米国の大手テック企業が出した「大量解雇」の言い分をまとめると、そのほとんどは「コロナ渦で収益が増加して、人を雇いすぎた」というものです。
コロナ渦の開始とともに、世界は急速にオンライン化され、eコマースの急増により、収益が桁外れに増加した。多くの人が、これはパンデミック終了後も続く恒久的な加速度的成長であると予測しました。私もそう考え、投資額を大幅に増やす決断をしました。しかし、残念ながら、これは私の期待通りにはいきませんでした。
過去2年間、私たちは劇的な成長期を経験しました。その成長に見合うように、そしてその成長を促進するために、私たちは今日直面しているものとは異なる経済的現実を採用したのです。
今年の見直しは、不透明な経済状況や、ここ数年で急速に採用が進んだことを考慮すると、より困難なものとなりました…本日は、こうした見直しの結果、さらなる役割の廃止という難しい決断を下したことをお伝えしたいと思います。11月に行った削減と、今日お伝えする削減を合わせると、18,000人強の職務を廃止する予定です。

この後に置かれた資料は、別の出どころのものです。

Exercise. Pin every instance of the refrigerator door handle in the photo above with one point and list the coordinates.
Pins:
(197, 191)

しかし「The Verge」は、これらの企業が「倒産寸前の状態ではなく、最近でも大きな収益をあげている」と指摘。この大量解雇の原因は業績ではないと分析しています。ではなぜ、黒字にも関わらず、大手テック企業は大量解雇を進めるのでしょうか?
MITスローン経営大学院のマイケル・クスマノ氏は、その答えとして「投資家が企業を評価する方法を変えた」ことを挙げています。一般的に、企業が急成長しているとき、たとえば売上高が年間20%や30%上昇しているときは、誰も利益など気にしない、とクズマノ氏はいいます。しかし、今は成長期ではないので、投資家がより慎重になっているのです。

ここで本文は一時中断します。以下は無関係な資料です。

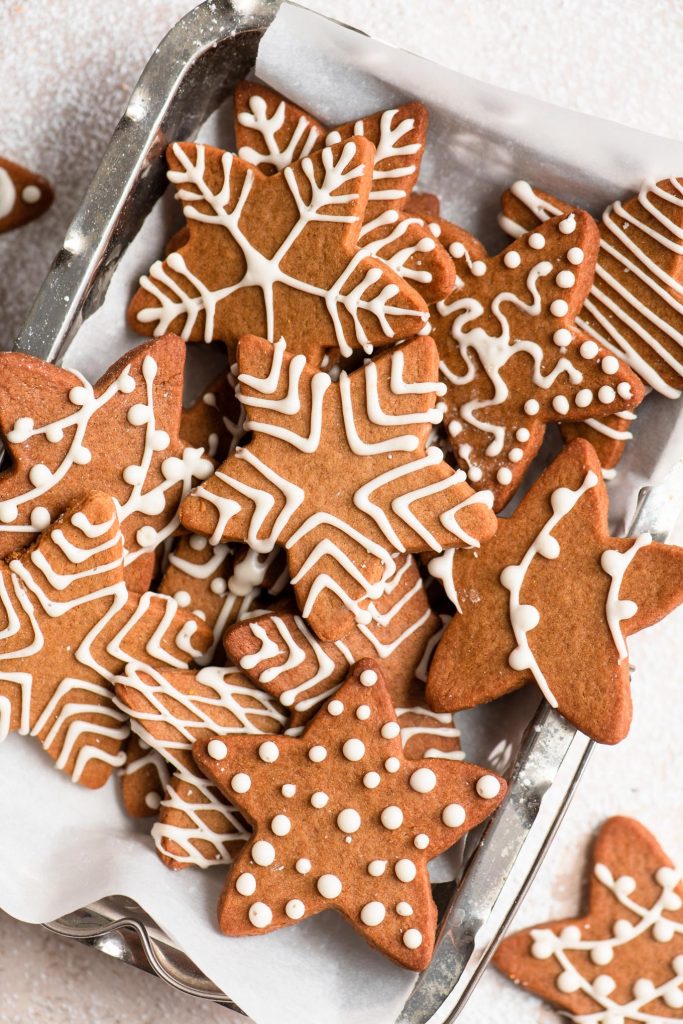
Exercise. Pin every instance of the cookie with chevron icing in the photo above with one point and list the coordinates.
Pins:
(338, 473)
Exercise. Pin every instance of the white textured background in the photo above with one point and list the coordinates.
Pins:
(66, 70)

技術系企業は、数百億ドル、場合によっては数千億ドルの蓄えを持っている。しかし、彼らはそれを経営に役立てようとはしない。投資家が決算書を読むとき、これらの埋蔵金について考えているわけでもない。技術系企業の投資価値を測る指標の1つは、従業員1人当たりの売上高だ。パンデミック時にスタッフを大量に雇用したため、従業員1人当たりの売上高は減少していることになる。

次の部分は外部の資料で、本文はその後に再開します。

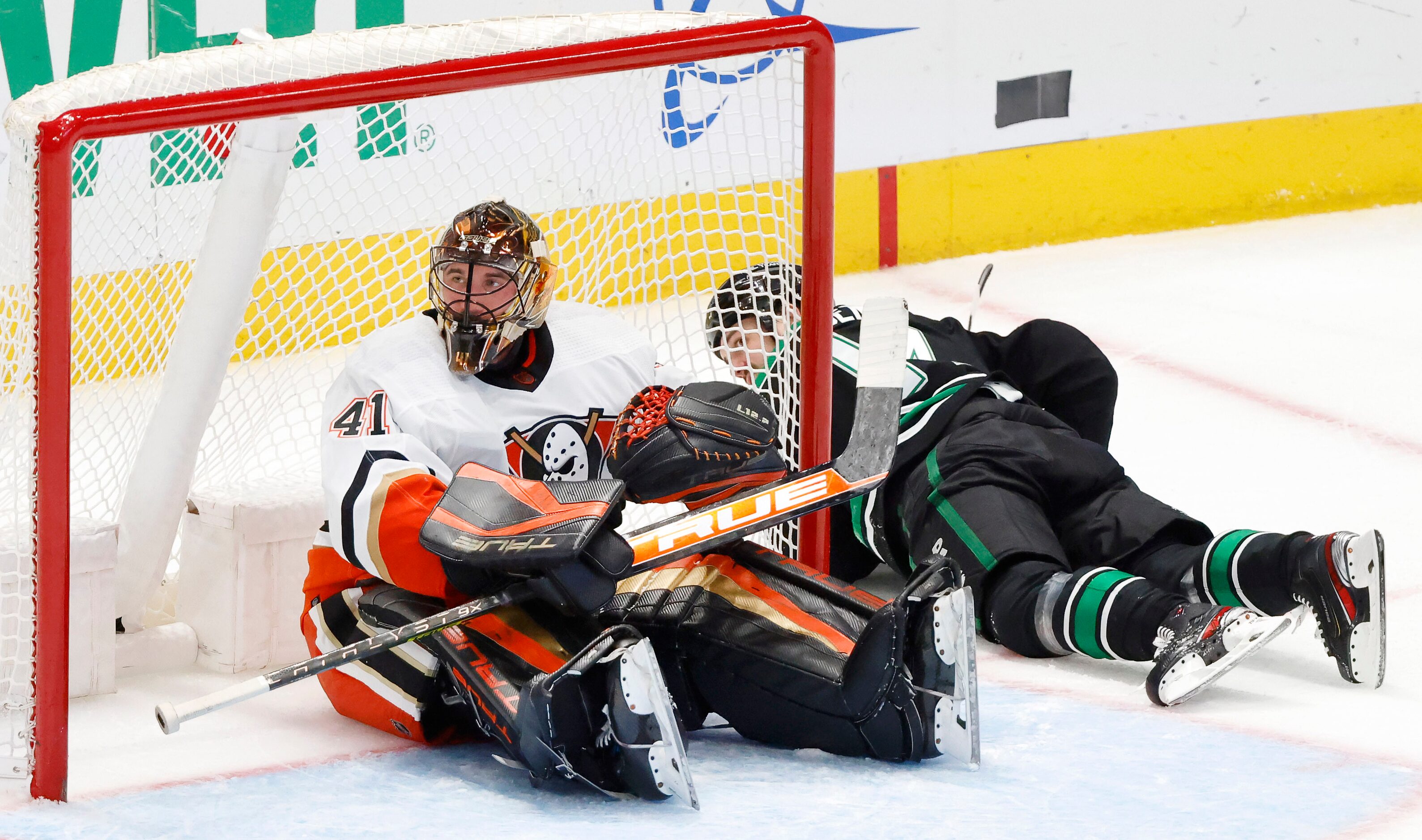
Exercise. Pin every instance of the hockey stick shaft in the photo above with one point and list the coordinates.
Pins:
(861, 468)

マイクロソフトのようなソフトウェア会社は「従業員一人当たりの売上が50万ドル、あるいは最低でも30万ドルであるべきだと考えられる」とクスマノ氏はいいます。同氏によれば、「それを下回り始めると、従業員数が多すぎるのではないかと心配になる」 のだそうです。
解雇される従業員側としては〝血も涙もない〟としかいいようのない話ですが、結局のところ大量解雇が企業のためになるかといえば、クスマノ氏は、これが「よく分からない」といいます。
大量解雇を推す投資家の考えは、退職金で何百万円、何十億円という初期支出があっても、従業員に支払う給料が減れば、継続的に会社の経費が減るというものです。しかし、このテーマについて詳しいスタンフォード大学ビジネススクールのジェフリー・フェッファー教授は「レイオフはコスト削減にはならないだろう」と断言しています。
多くの場合、企業はコストに問題を抱えているのではなく、収益に問題を抱えているのです。従業員を削減しても、収益が上がるわけではありません。むしろ減少させることになるでしょう。